JUBA AND BOR SOUTH SUDAN - United Nations Mission in South Sudan (UNMISS) chief David Shearer said Tuesday that increased inter-communal clashes are causing more suffering in South Sudan and could unravel the country’s fragile peace agreement.
Between January and May of this year, the U.N. recorded 415 violent incidents between communities, up from the 129 recorded during the same period in 2018.
In one incident last month, a group of armed youth suspected of being from the Greater Pibor Administrative Area raided the villages of Pieri and Pamai in Uror County of Jonglei state. More than 200 people were killed, and 300 others wounded, in those attacks according to local officials. VOA could not independently verify those numbers due to insecurity in the area.
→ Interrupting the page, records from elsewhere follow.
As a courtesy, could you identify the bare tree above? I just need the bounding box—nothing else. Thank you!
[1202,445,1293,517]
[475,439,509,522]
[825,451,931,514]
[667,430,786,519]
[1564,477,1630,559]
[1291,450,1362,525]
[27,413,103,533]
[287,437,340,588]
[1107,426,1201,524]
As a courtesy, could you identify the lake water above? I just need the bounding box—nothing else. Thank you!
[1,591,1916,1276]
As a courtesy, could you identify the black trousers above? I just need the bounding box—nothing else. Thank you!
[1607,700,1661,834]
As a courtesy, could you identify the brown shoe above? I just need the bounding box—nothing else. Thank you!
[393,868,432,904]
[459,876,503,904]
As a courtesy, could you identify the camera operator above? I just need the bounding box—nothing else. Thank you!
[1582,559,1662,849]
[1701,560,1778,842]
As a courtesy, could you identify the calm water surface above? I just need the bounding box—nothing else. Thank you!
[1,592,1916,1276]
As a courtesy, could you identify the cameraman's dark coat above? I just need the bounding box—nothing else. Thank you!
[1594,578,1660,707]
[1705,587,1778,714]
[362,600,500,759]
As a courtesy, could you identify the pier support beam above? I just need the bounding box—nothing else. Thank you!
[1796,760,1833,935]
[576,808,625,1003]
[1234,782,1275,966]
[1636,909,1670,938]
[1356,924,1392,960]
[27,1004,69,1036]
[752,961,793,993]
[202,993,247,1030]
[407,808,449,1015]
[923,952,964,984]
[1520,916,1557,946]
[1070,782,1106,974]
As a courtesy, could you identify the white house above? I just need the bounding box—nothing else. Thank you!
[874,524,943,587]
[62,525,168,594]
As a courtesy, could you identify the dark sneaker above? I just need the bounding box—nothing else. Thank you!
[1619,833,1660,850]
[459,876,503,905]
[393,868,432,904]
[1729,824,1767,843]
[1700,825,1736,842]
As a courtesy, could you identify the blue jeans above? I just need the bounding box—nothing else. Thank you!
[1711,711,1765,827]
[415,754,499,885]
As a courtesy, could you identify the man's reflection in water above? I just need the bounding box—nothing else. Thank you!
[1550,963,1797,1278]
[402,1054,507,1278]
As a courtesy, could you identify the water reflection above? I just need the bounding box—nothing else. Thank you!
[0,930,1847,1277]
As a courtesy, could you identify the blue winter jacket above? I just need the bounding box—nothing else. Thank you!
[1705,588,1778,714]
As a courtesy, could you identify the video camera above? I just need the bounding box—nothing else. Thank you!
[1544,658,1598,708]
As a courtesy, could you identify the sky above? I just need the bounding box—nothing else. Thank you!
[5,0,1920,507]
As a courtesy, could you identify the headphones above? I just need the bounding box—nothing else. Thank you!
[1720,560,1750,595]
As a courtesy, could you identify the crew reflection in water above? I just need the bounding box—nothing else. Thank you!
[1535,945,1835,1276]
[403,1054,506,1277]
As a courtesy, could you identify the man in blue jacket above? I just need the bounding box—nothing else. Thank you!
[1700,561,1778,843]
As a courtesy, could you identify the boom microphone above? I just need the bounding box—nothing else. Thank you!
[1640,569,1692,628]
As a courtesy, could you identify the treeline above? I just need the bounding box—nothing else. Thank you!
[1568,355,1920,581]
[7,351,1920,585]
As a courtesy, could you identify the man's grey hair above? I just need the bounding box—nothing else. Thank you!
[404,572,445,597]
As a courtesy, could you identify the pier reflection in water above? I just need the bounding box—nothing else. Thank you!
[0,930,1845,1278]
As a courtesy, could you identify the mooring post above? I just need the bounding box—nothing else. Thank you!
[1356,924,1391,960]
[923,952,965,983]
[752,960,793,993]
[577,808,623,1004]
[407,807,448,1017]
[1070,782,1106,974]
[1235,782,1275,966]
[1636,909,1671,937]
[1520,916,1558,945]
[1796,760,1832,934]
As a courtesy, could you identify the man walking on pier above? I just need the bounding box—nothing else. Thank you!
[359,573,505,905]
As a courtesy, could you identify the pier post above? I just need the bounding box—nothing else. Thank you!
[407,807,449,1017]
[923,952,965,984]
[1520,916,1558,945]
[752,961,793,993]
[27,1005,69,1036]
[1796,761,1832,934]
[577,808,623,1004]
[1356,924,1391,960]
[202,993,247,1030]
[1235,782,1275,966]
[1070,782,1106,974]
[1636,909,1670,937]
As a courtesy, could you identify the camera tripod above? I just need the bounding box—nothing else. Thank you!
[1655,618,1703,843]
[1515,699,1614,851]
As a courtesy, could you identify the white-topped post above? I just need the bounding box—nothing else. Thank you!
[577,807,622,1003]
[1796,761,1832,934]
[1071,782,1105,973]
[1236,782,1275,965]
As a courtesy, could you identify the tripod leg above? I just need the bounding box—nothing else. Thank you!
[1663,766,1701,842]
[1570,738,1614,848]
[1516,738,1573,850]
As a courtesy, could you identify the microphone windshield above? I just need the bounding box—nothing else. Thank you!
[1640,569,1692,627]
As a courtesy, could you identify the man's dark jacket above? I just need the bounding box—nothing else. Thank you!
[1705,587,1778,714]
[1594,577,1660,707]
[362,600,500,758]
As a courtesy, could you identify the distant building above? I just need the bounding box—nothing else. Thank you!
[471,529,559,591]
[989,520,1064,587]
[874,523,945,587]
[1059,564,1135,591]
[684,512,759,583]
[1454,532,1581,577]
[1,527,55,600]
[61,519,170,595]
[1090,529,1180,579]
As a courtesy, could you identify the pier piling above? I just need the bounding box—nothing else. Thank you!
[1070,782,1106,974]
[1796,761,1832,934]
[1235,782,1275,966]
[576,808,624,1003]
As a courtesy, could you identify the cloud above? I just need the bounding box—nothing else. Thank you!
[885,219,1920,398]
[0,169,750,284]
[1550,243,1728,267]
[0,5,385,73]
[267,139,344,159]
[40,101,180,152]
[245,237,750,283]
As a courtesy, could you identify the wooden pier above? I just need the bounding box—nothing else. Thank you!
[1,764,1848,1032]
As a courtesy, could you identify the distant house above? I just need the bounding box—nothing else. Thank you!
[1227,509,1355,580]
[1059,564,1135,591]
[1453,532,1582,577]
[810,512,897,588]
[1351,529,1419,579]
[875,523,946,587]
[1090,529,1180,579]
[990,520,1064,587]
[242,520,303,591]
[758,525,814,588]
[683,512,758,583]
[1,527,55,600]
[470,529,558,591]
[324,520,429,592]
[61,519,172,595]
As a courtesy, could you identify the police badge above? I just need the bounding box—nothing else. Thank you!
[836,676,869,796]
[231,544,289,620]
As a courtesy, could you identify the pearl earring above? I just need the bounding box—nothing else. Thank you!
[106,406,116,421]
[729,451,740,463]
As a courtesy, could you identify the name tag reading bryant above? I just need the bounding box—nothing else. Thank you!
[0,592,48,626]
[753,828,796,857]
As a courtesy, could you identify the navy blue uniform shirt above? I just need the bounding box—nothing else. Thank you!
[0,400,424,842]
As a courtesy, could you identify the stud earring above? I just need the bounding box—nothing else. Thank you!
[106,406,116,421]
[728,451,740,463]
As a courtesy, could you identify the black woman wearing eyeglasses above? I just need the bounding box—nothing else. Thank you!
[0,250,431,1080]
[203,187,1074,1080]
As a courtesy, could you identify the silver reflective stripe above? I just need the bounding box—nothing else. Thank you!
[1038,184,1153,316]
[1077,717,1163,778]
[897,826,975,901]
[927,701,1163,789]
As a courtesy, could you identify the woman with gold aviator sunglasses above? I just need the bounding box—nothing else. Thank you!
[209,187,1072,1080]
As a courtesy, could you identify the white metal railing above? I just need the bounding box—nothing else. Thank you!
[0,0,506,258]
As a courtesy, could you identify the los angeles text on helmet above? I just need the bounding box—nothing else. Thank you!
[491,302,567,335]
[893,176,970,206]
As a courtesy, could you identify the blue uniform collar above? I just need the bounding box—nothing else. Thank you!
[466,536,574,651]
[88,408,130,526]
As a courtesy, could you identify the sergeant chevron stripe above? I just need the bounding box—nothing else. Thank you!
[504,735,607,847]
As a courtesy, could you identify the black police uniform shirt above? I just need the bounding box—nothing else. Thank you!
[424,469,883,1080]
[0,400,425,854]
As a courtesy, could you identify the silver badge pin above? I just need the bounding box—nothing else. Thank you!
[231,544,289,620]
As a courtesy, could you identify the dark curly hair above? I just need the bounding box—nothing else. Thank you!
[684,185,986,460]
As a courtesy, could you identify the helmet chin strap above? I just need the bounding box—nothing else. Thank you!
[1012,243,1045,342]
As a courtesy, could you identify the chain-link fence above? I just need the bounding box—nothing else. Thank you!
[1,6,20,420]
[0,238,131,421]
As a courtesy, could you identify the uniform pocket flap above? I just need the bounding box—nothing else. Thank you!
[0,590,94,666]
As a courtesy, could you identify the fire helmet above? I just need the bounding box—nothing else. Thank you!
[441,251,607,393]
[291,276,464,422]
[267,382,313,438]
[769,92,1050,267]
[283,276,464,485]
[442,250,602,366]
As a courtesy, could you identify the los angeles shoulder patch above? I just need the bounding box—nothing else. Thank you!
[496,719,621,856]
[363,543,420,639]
“Since December 2019, there has been an escalating cycle of violence in Jonglei [state] involving the Dinka, Nuer and Murle communities. Hundreds of people have been killed or injured, women and children abducted, cattle stolen, homes burnt to the ground and thousands forced to flee to escape the violence,” Shearer said.
Violent attacks by armed groups also have occurred in northern Unity state, near Ruweng, as well as along the borders of Lakes and Warrap states, according to the UNMISS chief. Equally worrying, said Shearer, are reports that men in uniform are taking part in the clashes.
“Fighters in uniform have been observed amongst those engaged in the violence indicating that more organized forces may be joining,” Shearer told VOA.
South Sudanese parties recently formed a transitional unity government after more than a year of stop-and-start negotiations. The government and opposition groups had signed a peace deal in August 2018 to replace a failed agreement from three years earlier.
Hundreds of thousands of people were killed in a civil war that broke out between forces allied to President Salva Kiir and his rival, Riek Machar, in December 2013.